EU To Update State Aid Rules On Aviation
EU regulators investigating 15 cases of state aid in the aviation sector plan to update the rules to ensure that support given by governments does not disadvantage either budget airlines or national carriers, the EU's antitrust chief said on Thursday.
The European Commission is investigating whether authorities in France, Germany, Ireland, Austria, Sweden, Hungary and Romania have provided funding and other subsidies that might have unfairly favoured some airlines and airports.
A number of the cases involve deals between airports and budget airlines Ryanair, Lufthansa's Germanwings, TUIfly, which is part of German travel group TUI, and Air Berlin, which is partly owned by Gulf airline Etihad.
EU Competition Commissioner Joaquin Almunia said he would review the state aid rules for the sector over the next 12 months, though he did not specify which provisions needed reconsideration.
"The need to update the aviation guidelines is clear; in 2012 we have opened in-depth investigations on 15 regional airports in five different countries," Almunia told a conference organised by the European State Aid Law Institute.

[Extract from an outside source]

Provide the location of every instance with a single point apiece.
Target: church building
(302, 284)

"It goes without saying that the review will also establish a level playing field for all the airlines that use these airports, regardless of their business model - from flag carriers to low-cost airlines," he said.
The Commission can order companies to repay state aid if it finds that the assistance broke EU-wide rules.
Almunia also said he was considering making shareholders share the burden of bailing out troubled companies that receive state aid.
Regulators aim to have the updated rules in place by the end of 2013.